現在はオリジナルソフビやフィギュアの制作・販売を中心に活動しています。主な発表の場はデザインフェスタやワンダーフェスティバルで、キャラクターの企画からデザイン、造形、彩色まで一貫して手掛けています。
もともとはコンサートグッズやロゴデザインなどの商業デザインをフリーランスで行っていました。NFTブームの時期にオリジナルIP「WEAR BEAR」を立ち上げたことをきっかけに、自分自身が本当に作りたいキャラクターや世界観を形にしたいと考えるようになりました。
その後、グッズ制作・販売を続けながら、2024年より本格的にフィギュア制作を開始。2025年にはオリジナルソフビの制作に着手し、2026年7月のワンダーフェスティバルで「WEAR BEAR “OOTIE”」としてソフビデビューを予定しています。
また、ソフビレーベル「CHUNKY VINYL CLUB」を立ち上げ、造形作家としての活動を本格化させています。「CHUNKY」には“ボテッとしていて愛嬌がある”という意味があり、ファッション性と親しみやすさを兼ね備えた作品づくりを目指しています。
僕は20年以上アパレル業界に携わっており、その経験から作品にもファッションの要素を取り入れています。単なるキャラクターではなく、カルチャーやスタイルを感じられる作品を作りたいと考えています。
今はアパレル企業で働く傍ら制作活動を続けており、将来的にはソフビ作家としての活動をさらに広げていきたいと思っています。玩具としてだけでなく、インテリアとしても楽しめる、見る人の心を少し和らげるような作品を目指しています。
——初めてオリジナルキャラクターを制作されたのはいつ頃でしたか?またどんな作品を制作されましたか?
正確な時期は覚えていませんが、現在の「WEAR BEAR」につながるキャラクターを制作したのは2019年頃だったと思います。
当時は匿名でX(旧Twitter)を利用しており、自分のアイコンとして使うために描いたキャラクターが始まりでした。キャラクター名は現在の作家名でもある「Moco」です。
デザインは今の「WEAR BEAR」ほどデフォルメされておらず、部屋着を着たシロクマのキャラクターでした。当初は作品として展開することを目的に作ったものではなく、あくまで自分自身を表現するための分身のような存在でした。
その後、イラストを描き続ける中で少しずつキャラクターとしての個性や世界観が生まれ、NFTプロジェクト「WEAR BEAR」へと発展していきました。現在のOOTIEにも通じる“ファッションが好きなクマ”というコンセプトは、この頃から一貫して持ち続けているテーマです。

「WEAR BEAR」
——ソフビを制作しようと思ったきっかけを教えてください。
もともとイラストやグッズ制作を行っていましたが、キャラクター表現の幅をさらに広げたいという思いからソフビ制作に興味を持つようになりました。
ソフビに惹かれた原点は、10代から20代の頃に夢中になった裏原宿カルチャーにあります。

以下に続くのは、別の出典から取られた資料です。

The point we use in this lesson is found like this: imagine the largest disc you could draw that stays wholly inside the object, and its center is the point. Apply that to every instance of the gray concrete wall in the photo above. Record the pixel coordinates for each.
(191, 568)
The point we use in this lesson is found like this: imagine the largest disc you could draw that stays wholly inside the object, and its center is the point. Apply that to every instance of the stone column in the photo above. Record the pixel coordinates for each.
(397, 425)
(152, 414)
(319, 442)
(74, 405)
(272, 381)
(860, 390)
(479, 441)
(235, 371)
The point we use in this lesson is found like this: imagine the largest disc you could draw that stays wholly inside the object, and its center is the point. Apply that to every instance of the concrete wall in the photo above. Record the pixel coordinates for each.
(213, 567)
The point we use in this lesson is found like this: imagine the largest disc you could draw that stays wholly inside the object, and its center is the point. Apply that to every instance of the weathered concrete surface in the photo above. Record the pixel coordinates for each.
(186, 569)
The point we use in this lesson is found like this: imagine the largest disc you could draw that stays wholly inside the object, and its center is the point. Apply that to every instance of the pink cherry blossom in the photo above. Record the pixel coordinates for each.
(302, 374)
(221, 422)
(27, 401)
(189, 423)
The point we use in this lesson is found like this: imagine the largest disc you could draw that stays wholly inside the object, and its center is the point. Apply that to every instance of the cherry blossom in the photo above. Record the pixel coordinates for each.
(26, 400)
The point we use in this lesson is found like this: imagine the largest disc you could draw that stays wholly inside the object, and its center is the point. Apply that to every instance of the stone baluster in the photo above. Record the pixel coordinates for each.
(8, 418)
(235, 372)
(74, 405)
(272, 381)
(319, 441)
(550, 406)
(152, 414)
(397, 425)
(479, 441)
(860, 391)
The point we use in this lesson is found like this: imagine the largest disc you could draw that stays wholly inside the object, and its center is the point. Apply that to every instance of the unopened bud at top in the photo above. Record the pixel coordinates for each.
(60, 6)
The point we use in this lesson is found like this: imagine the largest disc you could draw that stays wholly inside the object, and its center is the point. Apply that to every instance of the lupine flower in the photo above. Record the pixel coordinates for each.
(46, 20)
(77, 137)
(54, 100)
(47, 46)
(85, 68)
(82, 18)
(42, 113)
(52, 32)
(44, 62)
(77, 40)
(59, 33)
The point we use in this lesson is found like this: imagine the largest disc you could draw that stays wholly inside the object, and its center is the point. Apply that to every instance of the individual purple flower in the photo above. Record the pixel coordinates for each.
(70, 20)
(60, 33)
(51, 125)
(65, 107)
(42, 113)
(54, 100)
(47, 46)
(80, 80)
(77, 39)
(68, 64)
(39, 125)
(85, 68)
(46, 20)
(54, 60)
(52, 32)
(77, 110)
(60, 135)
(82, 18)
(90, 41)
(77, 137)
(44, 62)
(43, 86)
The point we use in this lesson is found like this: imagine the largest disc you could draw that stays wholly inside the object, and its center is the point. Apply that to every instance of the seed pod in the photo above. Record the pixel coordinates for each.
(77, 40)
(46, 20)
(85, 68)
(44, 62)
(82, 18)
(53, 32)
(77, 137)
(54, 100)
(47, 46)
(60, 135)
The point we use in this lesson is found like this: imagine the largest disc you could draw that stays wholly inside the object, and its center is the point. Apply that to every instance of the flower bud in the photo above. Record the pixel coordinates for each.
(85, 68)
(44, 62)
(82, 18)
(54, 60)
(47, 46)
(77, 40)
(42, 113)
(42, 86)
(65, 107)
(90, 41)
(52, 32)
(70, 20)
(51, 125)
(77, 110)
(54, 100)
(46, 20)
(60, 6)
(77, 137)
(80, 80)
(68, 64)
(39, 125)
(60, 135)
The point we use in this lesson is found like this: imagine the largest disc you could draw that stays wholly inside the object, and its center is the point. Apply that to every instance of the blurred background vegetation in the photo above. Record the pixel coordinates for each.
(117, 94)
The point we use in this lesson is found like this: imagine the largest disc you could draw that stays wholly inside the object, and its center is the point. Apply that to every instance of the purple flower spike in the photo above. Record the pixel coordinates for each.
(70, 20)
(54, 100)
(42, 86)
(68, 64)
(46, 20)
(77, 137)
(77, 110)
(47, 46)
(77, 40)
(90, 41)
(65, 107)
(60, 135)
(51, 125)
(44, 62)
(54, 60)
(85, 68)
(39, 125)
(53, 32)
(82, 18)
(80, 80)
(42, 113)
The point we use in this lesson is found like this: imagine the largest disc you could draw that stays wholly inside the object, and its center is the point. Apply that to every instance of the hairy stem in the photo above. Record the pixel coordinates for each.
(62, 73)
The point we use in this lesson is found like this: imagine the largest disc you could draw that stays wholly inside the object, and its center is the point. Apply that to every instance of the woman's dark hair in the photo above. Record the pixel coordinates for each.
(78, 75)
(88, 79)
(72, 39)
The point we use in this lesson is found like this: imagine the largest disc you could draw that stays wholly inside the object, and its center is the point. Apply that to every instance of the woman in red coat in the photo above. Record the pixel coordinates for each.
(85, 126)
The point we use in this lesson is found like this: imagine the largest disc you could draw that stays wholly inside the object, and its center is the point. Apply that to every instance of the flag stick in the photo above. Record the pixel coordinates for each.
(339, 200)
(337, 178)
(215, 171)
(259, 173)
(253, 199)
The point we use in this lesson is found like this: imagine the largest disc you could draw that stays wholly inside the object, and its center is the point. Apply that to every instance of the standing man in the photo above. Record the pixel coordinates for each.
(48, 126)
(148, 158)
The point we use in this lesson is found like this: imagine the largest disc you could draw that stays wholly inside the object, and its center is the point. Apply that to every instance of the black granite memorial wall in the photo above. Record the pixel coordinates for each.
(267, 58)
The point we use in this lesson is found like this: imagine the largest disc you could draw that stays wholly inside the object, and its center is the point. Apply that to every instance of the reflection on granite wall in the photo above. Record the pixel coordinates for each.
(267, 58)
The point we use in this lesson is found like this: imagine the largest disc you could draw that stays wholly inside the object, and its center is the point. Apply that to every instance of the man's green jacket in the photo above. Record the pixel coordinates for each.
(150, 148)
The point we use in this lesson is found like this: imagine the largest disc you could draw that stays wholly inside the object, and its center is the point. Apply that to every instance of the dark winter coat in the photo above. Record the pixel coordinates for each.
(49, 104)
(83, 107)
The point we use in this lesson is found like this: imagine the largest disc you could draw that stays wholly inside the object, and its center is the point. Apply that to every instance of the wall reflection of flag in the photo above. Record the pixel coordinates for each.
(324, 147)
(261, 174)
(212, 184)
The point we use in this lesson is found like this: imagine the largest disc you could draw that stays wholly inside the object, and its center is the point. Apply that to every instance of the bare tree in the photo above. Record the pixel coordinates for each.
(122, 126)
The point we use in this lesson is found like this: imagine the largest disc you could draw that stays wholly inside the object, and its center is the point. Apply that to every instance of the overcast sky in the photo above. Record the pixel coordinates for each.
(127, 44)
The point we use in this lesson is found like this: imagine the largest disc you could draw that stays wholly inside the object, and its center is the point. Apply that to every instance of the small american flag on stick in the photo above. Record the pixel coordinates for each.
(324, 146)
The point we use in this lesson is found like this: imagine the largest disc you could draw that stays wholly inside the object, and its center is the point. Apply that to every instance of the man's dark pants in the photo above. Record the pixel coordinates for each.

当時マイケル・ラウ氏が発表していたストリートウェアをテーマにしたフィギュアやソフビ作品に大きな衝撃を受けました。
その後、大人になってから本格的にソフビを集めるようになり、HUMAN ROBOTさんやTOUMAさんの作品に影響を受けました。また、ファッション性やアート性という観点ではemDASHさんやBRIDGE SHIP HOUSEさんの活動にも大きな刺激を受けています。
NFTプロジェクトの活動ではメタバース上でのイベント参加も多く、自身のキャラクターをボクセル作品や3Dアバターとして制作していました。
平面だったキャラクターが立体として存在し、自由に動き回る姿を見た時の感動は非常に大きく、「自分のキャラクターを現実世界にも存在させたい」という気持ちが強くなりました。その延長線上にソフビ制作があります。
また、「CHUNKY VINYL CLUB」を立ち上げたのは、自分の活動の方向性を明確にするためでもあります。今後はソフビ作家、そして将来的には原型師としての活動により集中したいと考えました。
その決意表明の意味も込めて、ソフビレーベルとして「CHUNKY VINYL CLUB」をスタートしました。
「WEAR BEAR “OOTIE”」について
——誕生のきっかけを教えてください。
最初はファッションをテーマにしたオリジナルIPを作りたいと考
名前を考えている時に、「WEAR」と「BEAR」
OOTIEという名前は、「OOTD(Outfit Of The Day)」から生まれました。ただ、

——パーカー衣装やスケートボードをモチーフに取り入れられた理 由を教えてください。
ストリートカルチャー、
パーカーはソフビレーベル名でもある「CHUNKY」


——表情について。
ぜひ一度、OOTIEの顔をしばらく見つめてみてください。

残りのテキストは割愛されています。